Uruguay's meat exports slid 6.5% in volume during 2013 compared to the previous year, but the big news is that China has become the main client for beef, followed by Nafta countries, (US, Canada and Mexico), according to the latest release from the country's National Meat Institute, INAC.
Regarding beef which represents 80% of all Uruguay meat exports, last year overseas sales were down 7% in dollars and in volume. On the other hand lamb and mutton soared 24% in dollars and 29% in volume, compared to 2012. However ovine meat only represent 6% of all Uruguayan meat exports.
The increase in lamb and mutton can be attributed to the opening of the US market for Uruguayan produce, a successful ending for eight years of negotiations.
Regarding the main buyers, as said above the big news is that China leads, displacing Nafta, the European Union, Russia and Mercosur. China took 26% of all Uruguayan meat exports.
According to INAC in 2013, meat exports and sub-products totaled 418.123 tons equivalent to 1.665 billion dollars. Likewise the number of cattle head slaughtered last year to 28 December reached 1.973.990, which represents a 5% drop compared to 2012.

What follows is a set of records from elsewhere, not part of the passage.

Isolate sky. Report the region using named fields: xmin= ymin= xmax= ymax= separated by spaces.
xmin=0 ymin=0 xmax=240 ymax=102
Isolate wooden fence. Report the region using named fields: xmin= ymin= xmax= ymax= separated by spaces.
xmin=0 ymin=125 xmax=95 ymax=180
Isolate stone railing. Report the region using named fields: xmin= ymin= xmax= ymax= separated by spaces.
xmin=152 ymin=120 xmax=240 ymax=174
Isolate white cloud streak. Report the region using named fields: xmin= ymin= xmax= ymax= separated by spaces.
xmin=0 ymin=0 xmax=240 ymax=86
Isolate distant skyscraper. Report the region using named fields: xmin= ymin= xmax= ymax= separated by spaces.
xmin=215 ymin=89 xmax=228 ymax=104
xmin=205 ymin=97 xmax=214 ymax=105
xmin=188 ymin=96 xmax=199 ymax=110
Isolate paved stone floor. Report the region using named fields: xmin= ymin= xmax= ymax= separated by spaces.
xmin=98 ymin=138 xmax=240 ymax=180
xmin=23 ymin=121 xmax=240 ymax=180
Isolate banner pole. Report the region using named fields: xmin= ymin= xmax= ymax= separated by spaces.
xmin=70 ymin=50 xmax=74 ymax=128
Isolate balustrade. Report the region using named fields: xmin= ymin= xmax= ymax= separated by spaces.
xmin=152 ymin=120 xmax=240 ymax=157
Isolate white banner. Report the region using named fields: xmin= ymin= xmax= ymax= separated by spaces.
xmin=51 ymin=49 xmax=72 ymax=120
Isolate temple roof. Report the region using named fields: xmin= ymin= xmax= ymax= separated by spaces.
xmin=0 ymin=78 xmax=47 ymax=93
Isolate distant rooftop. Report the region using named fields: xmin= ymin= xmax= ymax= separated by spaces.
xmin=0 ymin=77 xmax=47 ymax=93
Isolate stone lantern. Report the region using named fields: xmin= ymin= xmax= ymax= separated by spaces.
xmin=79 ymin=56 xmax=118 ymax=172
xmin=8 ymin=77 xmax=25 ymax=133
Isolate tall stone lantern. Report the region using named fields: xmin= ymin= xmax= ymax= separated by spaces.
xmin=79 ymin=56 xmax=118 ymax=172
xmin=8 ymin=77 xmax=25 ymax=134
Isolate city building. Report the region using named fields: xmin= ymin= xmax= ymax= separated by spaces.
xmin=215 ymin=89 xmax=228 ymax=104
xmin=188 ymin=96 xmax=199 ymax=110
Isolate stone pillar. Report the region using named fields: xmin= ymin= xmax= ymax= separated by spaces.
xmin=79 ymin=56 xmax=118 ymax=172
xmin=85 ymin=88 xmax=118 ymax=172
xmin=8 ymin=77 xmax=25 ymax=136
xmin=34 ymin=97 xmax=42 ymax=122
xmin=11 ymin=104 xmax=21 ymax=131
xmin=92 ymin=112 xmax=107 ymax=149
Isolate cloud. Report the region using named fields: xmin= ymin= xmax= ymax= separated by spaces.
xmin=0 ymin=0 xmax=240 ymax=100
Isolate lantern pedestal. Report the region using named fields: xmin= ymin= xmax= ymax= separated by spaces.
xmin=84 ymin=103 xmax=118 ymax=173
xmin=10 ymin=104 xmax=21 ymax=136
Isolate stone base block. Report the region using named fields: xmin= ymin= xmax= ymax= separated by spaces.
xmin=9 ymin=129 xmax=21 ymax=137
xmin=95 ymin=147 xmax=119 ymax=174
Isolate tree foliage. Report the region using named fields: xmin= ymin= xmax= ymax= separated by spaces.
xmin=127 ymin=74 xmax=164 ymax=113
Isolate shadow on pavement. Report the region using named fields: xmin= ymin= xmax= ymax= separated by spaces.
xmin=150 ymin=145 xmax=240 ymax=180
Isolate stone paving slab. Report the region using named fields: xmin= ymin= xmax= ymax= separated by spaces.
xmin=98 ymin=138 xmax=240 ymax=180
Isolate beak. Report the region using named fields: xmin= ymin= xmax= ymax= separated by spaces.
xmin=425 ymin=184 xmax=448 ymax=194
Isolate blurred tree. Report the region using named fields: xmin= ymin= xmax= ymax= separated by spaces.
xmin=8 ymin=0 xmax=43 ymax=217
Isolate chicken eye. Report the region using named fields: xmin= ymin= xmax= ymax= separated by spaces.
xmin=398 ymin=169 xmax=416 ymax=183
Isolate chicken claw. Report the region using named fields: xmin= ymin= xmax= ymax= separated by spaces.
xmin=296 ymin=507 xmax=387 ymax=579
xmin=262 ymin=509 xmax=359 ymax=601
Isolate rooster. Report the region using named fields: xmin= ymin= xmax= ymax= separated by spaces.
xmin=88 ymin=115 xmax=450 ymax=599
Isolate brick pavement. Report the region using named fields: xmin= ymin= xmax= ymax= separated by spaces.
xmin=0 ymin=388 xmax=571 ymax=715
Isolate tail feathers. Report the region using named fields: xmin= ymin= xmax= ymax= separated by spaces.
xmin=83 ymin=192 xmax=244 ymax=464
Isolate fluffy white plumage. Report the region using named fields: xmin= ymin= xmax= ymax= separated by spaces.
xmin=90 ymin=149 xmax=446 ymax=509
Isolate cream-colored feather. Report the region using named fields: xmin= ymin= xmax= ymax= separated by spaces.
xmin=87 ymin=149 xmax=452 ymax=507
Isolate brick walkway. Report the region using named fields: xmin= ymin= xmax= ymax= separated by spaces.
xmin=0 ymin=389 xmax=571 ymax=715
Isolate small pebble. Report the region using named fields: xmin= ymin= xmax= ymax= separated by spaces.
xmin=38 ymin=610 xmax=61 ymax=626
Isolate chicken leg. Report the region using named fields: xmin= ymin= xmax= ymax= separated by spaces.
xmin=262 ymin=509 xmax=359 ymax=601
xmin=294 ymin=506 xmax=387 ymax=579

As international meat prices tend to flatten, a conflict is growing between Uruguay cattle farmers and the abattoirs. With a good spring rainfall and abundant pasture, farmers are not willing to sell at the prices offered by abattoirs (mostly in the hands of Brazilian groups), and the supply of some popular cuts such as barbecue have fallen.
Uruguayan president Jose Mujica in his daily radio chat has warned about the growing Chinese dependency of Uruguay's foreign trade. In effect, soybeans and beef are among the main export produce of the country and the leading buyer is China. The same situation is extensive to wool.